A la formación rocosa la corta en dos la zona desmilitarizada que separa a los dos países y que pocos surcoreanos desean traspasar. Sokcho formaba parte de Corea del Norte hasta el fin de la guerra coreana de mediados de siglo pasado, cuando se trazó la frontera actual. En las sinuosas carreteras que se internan en estas montañas, convoyes de camiones a rebosar de militares surcoreanos armados son adelantados por patrullas de autobuses cargados de escolares adolescentes que van de excursión al cercano parque nacional de Seoraksan. Comienza la primavera, época en que son habituales los viajes de estudios y las maniobras militares conjuntas con Estados Unidos.
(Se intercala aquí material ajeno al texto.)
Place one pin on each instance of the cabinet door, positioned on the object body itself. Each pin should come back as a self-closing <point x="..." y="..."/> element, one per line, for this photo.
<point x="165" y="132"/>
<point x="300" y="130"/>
Shi Won es una de las profesoras a cargo de un grupo de quinceañeros. “Sinceramente, yo estoy algo asustada”, reconoce Shi Won. “Para mí está claro que están tensando la cuerda porque acaba de ser elegido un nuevo Gobierno y una nueva presidenta, la primera mujer de la historia en el poder, y sienten que tienen más capacidad de provocar miedo”. Esta profesora de instituto está pendiente de las noticias que encabezan los informativos, pero a la hora de plantearse la posibilidad de que ataquen Corea del Sur se muestra tajante: “Pueden amenazar todo lo que quieran, pero no se atreven, ¡cómo se iban a atrever! Nosotros tenemos amigos. Estadounidenses, europeos, japoneses… y ellos están solos. Desde luego, si atacasen a los ciudadanos no nos cogería por sorpresa”. 
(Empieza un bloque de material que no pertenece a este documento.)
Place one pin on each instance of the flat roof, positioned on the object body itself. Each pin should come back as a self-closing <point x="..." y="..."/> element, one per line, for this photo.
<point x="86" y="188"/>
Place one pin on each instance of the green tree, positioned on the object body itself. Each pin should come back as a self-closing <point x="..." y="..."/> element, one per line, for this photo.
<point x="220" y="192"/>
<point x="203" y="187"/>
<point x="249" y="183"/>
Shi Won nunca ha ido a Corea del Norte, ni piensa hacerlo: “Tendrá lugares extraordinarios, pero allí hay mucha pobreza. Los niños se mueren de hambre y Kim Jong Un parece pensar más en afianzar su poder con armas nucleares y en financiar a su ejército que en su gente”. La despreocupación y la indiferencia es la tónica reinante entre los jóvenes. Como un recepcionista de la capital, que, señalando la Torre de Seúl, que se pierde entre los descomunales edificios, bromea: “Si les da por lanzarnos cohetes, ese es el primer sitio donde van a apuntar porque es un símbolo de nuestra unión como país”. En el mismo hotel trabaja desde hace nueve meses Goran, un serbio que, ante las burlas de su compañero, le recuerda que en Yugoslavia nadie pensaba que iba a declararse una guerra, “hasta que destruyeron Belgrado”. Las personas mayores se muestran tranquilas y piensan que a lo sumo puede darse un conflicto como el de la isla de Yeonpyeong en 2010 o algún ataque como el del buque Cheonan, un año antes. Pero la perspectiva de una guerra es remota.